A couple of thoughts/questions about this list.

War and Peace: Okay - amazing book - EXCEPT: I can't take the chapters where Tolstoy pauses the story and starts expounding his philosophy of history, with the repeated damning of Napoleon and the praise of Kutuzov. Those chapters I find frankly dull: whatever you think of Napoleon et al., this doesn't seem to me a very profound reading of him, and also distracts from the narrative. There is a place for that sort of material in a book: I love the whaling digressions in Moby Dick, because they seem to me to contribute to the grand symbolism of the general narrative. But I can't find much in the War and Peace digressions which add that sort of depth to the story of Pierre and Natasha and Andrei and the rest - and I notice that lovers of War and Peace (of whom I count myself one - with this severe reservation) rarely mention them. Or do you think I'm missing something there?
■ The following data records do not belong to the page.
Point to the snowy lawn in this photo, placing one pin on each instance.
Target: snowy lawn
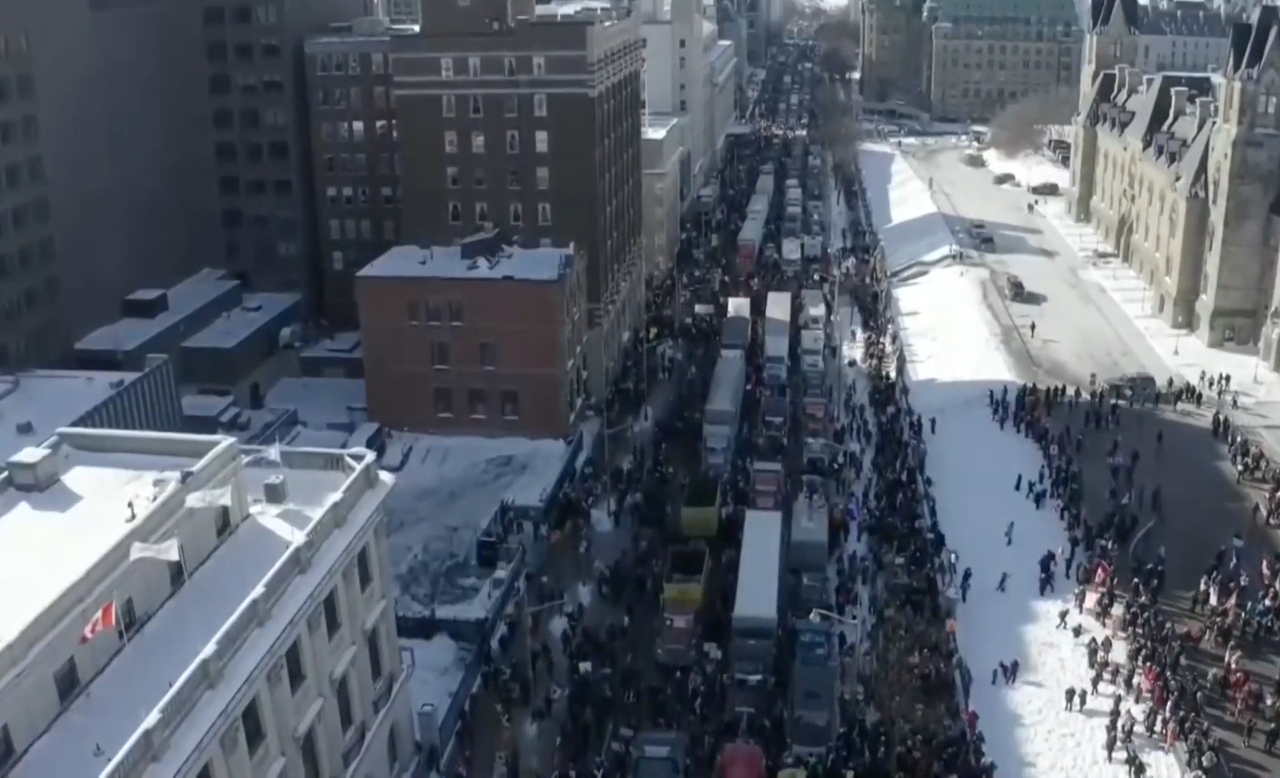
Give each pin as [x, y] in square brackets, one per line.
[955, 356]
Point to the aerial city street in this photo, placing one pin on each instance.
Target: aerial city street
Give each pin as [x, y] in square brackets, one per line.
[640, 389]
Atlas Shrugged: I've always been put off reading this, not by the politics per se, but by the knowledge that the climax of the book consists of a 100-page speech by the hero expounding his (or the author's) political philosophy. This sounds like the worst aspects of War and Peace on steroids, and I would really like to know how an aesthetic admirer of the book (as opposed to an admirer of the philosophy in question) deals with it.

Brideshead: my least favorite Waugh novel, I'm afraid - the sentimental Catholicism does nothing for me (it reminds me too much of The End of the Affair, which is my least favorite Graham Greene novel ...). I've read it twice, and disliked it more the second time than the first. (I should say I don't mind Catholicism in a book - quite the contrary, which is why I love some of Greene's other books. But Catholicism + sentimentalism is something else.)

So glad to see another shout-out to All's Well, which is definitely my top Shakespeare play that most people don't know about!

Definitely going to look at more Burke: I know the Reflections, but I've never read anything else by him - thanks for the reminder!!

Working Man's avatar

Gary Saul Morson’s “Anna Karenina in our Time” is indispensable for not misreading Anna Karenina. This year I finished W&P for something like the sixth time. Tolstoy’s great gift is following ordinary human thought more closely: in finer increments than any other novelist.

Advice to new readers: Don’t sweat the French: It is Tolstoy’s belief that nothing important is said in French. Don’t sweat the historical theory, unless you’re the type that has to read every word. The novel is about so much more. Just accept the fact that you’re going to read it again.